I moved here in ‘89 and DC was the murder capital. Last year it was Chicago and I looked it up – they had the same amount of murders as DC in 1990 and DC is one-tenth the size of Chicago. Like, everyone was getting killed! That was a period in Black America history that is stunning to think about – the levels of violence between the 1970’s and mid 1990s in Black America. One of my cousins was murdered in 1986 and left dead in an alley way. And my family found out on of those unidentified body things on the news – like fucked up shit.

I remember when 50 Cent was coming up on the mixtape circuit. It was dope, he was spitting but a certain part of his rise was tied to real violence and real animosity spurred by real violence. Some people’s whole careers are based on proximity to violence.

When I make a song like that I want to engage with a bunch of different ideas because it is something that is complex and interesting.
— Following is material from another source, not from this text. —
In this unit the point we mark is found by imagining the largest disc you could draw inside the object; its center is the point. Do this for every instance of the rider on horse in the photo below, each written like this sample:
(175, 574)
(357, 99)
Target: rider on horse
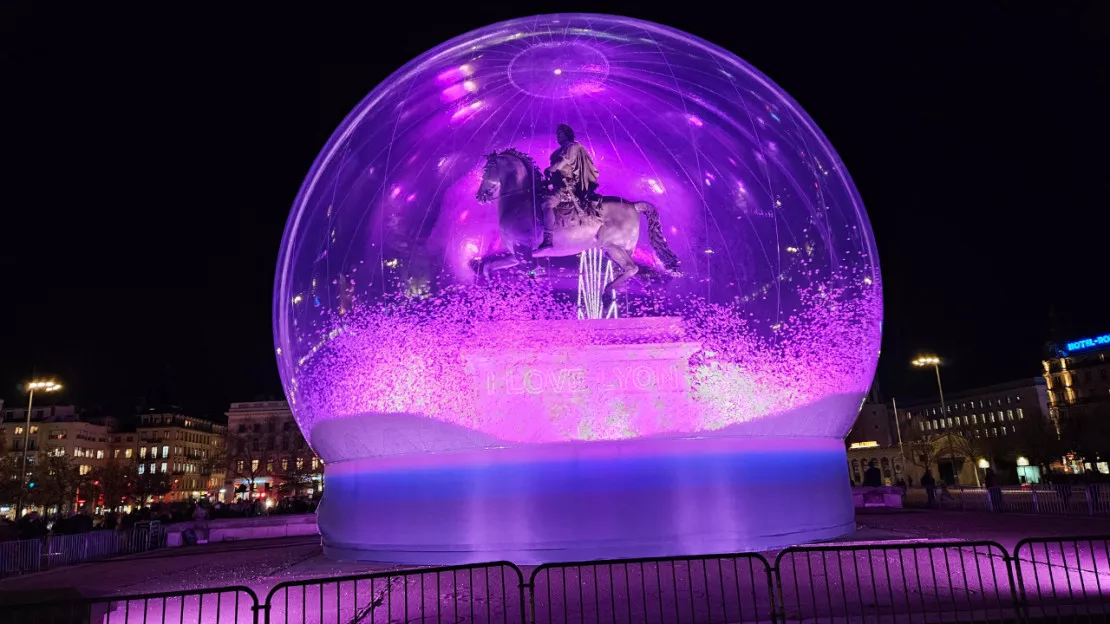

Complex and interesting you know?


When Get Rich or Die Trying came out it felt like the most cynical extrapolation of what you’re describing.


Billy Woods: It’s interesting to look at that period of commercial rap with perspective. The two-thousands were strange. A lot of things that were popular at the time didn’t have any staying power, like no one would even fuck with that nostalgically now. There was that whole period were everyone rapped like Jadakiss. I mean he’s good rapper but… I don’t know, it was strange.


There’s a lot of talk of Backwoodz being the heir to Def Jux.


Billy Woods: I think that’s because New York hasn’t been rap’s epicenter for a long time. There have been a lot of intervening scenes. There was a time when Das Racist, Lakutis – those guys had a moment, like a lot of groups. But there wasn’t a certain artist to coalesce around. There wasn’t like a particular marker and nobody was going to write an article and be like Armand Hammer comes in the wake of xyz artist because that scene didn’t have an easily identifiable hook for a writer to refer to. But in between Def Jux and now there have definitely been various hip-hop scenes that have had a moment in the sun in New York. But I’m loathe to say that this is a marker of the scene now because people will be like this new group harkens back to the days of Def Jux. I definitely feel there has been a strong scene in which I’m operating that included other groups like Uncommon Music, Ka, Mach Hommy… but I don’t know.

I couldn’t say where Backwoodz is in the wider hip-hop world. Is it possible for an indie label today to progress to the level of say a Stones Throw? I’m not sure. When we started we spent a long time trying to position ourselves in ways that are mostly irrelevant now because of the state of the music industry. My goal is to be a reliable wellspring of creative energies.


That acceptance of defeat we talked about is all over this record. Lines like “we lost and I can’t see doing it over” or “every victory’s pyrrhic” and the next album is called “Hiding Places”.


Billy Woods: It’s funny because at first, I had one thing in mind. You wonder if life imitates art or if it affects it – I’m not sure. But I did have one thing in mind that became something else, because your life is happening and you react to it.

There is hopelessness in my work but there are competing ideas. I mean it’s funny too. And there is a hard-won pragmatism – like you lost but like hope in a hopeless situation. Acceptance of loss – you aren’t going to be a professional athlete, you aren’t going to get back together with that person, those things aren’t coming back – I’m really interested in that. Like a refusal to become less than human and a warning of what happens when you forget what makes you a human being.